[PATCH] D24167: Moving to GitHub - Unified Proposal

Duncan P. N. Exon Smith via llvm-commits llvm-commits at lists.llvm.org
Wed Oct 12 15:17:31 PDT 2016


> On 2016-Oct-12, at 14:54, Mehdi Amini <mehdi.amini at apple.com> wrote:
> 
>>> + * Some concerns have been raised that having a single repository would be an
>>> +   overhead for those that have interest in only a single repository. This is
>>> +   addressed by keeping the single-subproject Git mirrors for each project just
>>> +   as we do today. For contributors that need read/write access the
>>> +   :ref:`GitHub SVN bridge <git-svn-mirror>`  allows to contribute to a single
>>> +   sub-project the same way as today.
>> 
>> Let me try again to reword this, since it's a little awkward.
>> - I'll use "overhead" instead of "burden".
>> - I understand your point about eliding the Git mirror with the SVN bridge.
> 
> There are two classes of users:
> 
> - one is the folks that develop libcxx
> - the other is the people downstream that just integrate libcxx.
> 
> Only the first class needs commit access, so the concern here does not apply to the second class.
> The distinction is important because If we quantify “how many users” are affected by this, in the past Chris was adding the second class as well.
> 
> You reworded paragraph is not spelling it out clearly enough. What about:
> 
> * Using the monolithic repository may add overhead for those contributing to a
>   standalone subproject, particularly on runtimes like libcxx and compiler-rt
>   that don't rely on LLVM; currently, a fresh clone of libcxx is only 15MB (vs.
>   1GB for the monorepo), and the commit rate of LLVM may cause more frequent 
>   `git push` collisions when upstreaming. Affected contributors can continue to
>   use the SVN bridge or the single-subproject Git mirrors with git-svn for
>   read-write. Note that this is not a concern for downstream consumers that
>   don't need commit access.

Your wording makes it sounds like downstream consumers that don't need commit access should ignore the whole bullet.  That's not true, if they care about the size of their checkout.

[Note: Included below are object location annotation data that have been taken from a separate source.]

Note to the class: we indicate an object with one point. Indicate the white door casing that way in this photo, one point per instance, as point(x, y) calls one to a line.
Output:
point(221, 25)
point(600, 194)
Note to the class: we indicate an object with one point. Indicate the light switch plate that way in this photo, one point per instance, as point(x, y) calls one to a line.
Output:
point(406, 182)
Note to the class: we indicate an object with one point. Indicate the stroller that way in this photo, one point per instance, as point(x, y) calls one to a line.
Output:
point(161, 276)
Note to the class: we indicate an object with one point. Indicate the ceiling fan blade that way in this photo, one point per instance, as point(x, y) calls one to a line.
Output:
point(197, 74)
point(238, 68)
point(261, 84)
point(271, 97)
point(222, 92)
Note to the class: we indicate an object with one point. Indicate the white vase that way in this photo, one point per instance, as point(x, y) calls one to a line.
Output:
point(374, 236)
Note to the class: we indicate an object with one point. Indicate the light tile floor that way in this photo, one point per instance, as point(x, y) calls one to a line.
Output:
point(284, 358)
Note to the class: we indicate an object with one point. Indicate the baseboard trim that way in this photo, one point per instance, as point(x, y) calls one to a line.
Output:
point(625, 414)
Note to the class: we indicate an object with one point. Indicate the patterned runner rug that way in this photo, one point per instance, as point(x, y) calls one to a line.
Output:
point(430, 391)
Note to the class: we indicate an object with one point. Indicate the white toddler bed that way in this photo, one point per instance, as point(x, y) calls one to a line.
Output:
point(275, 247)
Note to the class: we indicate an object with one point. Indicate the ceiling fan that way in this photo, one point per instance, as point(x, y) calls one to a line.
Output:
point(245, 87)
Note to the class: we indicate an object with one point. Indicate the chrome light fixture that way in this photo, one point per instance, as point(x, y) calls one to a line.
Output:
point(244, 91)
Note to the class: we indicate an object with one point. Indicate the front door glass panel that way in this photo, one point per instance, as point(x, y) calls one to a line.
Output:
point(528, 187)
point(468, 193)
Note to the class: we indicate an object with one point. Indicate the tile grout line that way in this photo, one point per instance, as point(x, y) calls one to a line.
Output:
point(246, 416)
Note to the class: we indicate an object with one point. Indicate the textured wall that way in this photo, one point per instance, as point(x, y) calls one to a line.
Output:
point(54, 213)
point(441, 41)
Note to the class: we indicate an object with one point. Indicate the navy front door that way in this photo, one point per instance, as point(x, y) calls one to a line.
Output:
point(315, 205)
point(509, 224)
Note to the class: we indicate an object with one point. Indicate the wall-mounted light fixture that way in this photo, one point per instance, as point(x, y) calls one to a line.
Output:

Maybe you can split this up to satisfy both of us and keep it clear?

    * Using the monolithic repository may add overhead for those *contributing* to a standalone subproject.... (something very similar to one of my wordings)

    * Using the monolithic repository may add overhead for those *integrating* a standalone subproject, even if they aren't contributing to it, due to the same disk space concern as the point above.  Affected users can rely on the single-subproject Git mirrors.